Lectin ligands: new insights into their conformations and their dynamic behavior and the discovery of conformer selection by lectins.

The mysteries of the functions of complex glycoconjugates have enthralled scientists over decades. Theoretical considerations have ascribed an enormous capacity to store information to oligosaccharides. In the interplay with lectins sugar-code words of complex carbohydrate structures can be deciphered. To capitalize on knowledge about this type of molecular recognition for rational marker/drug design, the intimate details of the recognition process must be delineated.
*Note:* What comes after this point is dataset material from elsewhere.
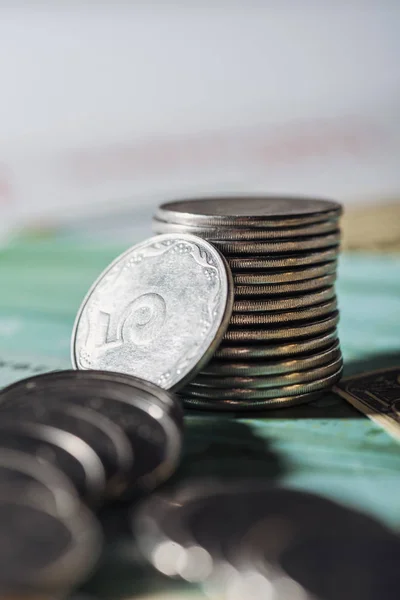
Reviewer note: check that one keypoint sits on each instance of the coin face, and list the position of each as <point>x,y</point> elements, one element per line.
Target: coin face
<point>158,311</point>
To this aim the required approach is garnered from several fields, profiting from advances primarily in X-ray crystallography, nuclear magnetic resonance spectroscopy and computational calculations encompassing molecular mechanics, molecular dynamics and homology modeling. Collectively considered, the results force us to jettison the preconception of a rigid ligand structure. On the contrary, a carbohydrate ligand may move rather freely between two or even more low-energy positions, affording the basis for conformer selection by a lectin. By an exemplary illustration of the interdisciplinary approach including up-to-date refinements in carbohydrate modeling it is underscored why this combination is considered to show promise of fostering innovative strategies in rational marker/drug design.
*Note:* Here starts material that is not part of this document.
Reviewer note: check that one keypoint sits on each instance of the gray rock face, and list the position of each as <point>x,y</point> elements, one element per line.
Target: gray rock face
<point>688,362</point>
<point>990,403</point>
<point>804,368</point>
Involvement of laser photo-CIDNP (chemically induced dynamic nuclear polarization)-reactive amino acid side chains in ligand binding by galactoside-specific lectins in solution.
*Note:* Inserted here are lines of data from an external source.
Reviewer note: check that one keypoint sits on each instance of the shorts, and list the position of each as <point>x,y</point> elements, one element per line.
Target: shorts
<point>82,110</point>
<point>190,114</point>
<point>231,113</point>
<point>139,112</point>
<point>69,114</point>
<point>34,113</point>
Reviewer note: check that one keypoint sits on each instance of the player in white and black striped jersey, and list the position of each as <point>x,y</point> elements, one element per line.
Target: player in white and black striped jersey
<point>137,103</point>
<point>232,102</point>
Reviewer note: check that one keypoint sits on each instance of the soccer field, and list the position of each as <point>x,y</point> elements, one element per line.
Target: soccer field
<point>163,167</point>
For proteins in solution the validity of certain crystallographic parameters can be ascertained by a combination of molecular-dynamics (MD) simulations and NMR spectroscopy. Using the laser photo-CIDNP (chemically induced dynamic nuclear polarization) technique as a measure for surface accessibility of histidine, tyrosine and tryptophan, the spectra of bovine galectin-1 and Erythrina corallodendron lectin (EcorL) are readily reconcilable with the crystallographic data for these two proteins. The results emphasise the role of Trp68/Trp69 for carbohydrate binding in bovine galectin-1/chicken galectins and of Trp194 in murine galectin-3. This feature derived from the crystal structure of bovine galectin-1 is maintained in solution for the prototype human homologue, two avian galectins and the chimera-type murine galectin-3, as the spectra corroborate the CIDNP-inferable spatial parameters of the four calculated models for binding-site architecture. In EcorL, Tyr106/Tyr108 are constituents of the extended combining pocket, which can be shielded in solution by ligand presence. Discrepancies between results from modelling and CIDNP measurements concern primarily the lack of reactivity of histidine residues for human and avian prototype galectins and of Tyr82/Tyr229 of the plant lectin. Site-directed mutagenesis of EcorL is assumed to provide information on the role of a certain residue for functional aspects. When single-site mutants of EcorL ([Ala106]EcorL, [Ala108]EcorL, [Ala229]EcorL) were subjected to molecular-dynamics (MD) simulations, the apparent surface accessibilities even of spatially separated amino acid side chains could non-uniformly be affected. This conclusion is supported by the assessment of the spectra for the mutant proteins. On the basis of these CIDNP-results modelling of the binding-site architecture of the lectin indicates the occurrence of notable alterations in the orientation of Tyr106/Tyr108 phenyl rings. The implied potential effect of single-site mutations on conformational features of a protein will deserve attention for the interpretation of studies comparing wild-type and mutant proteins.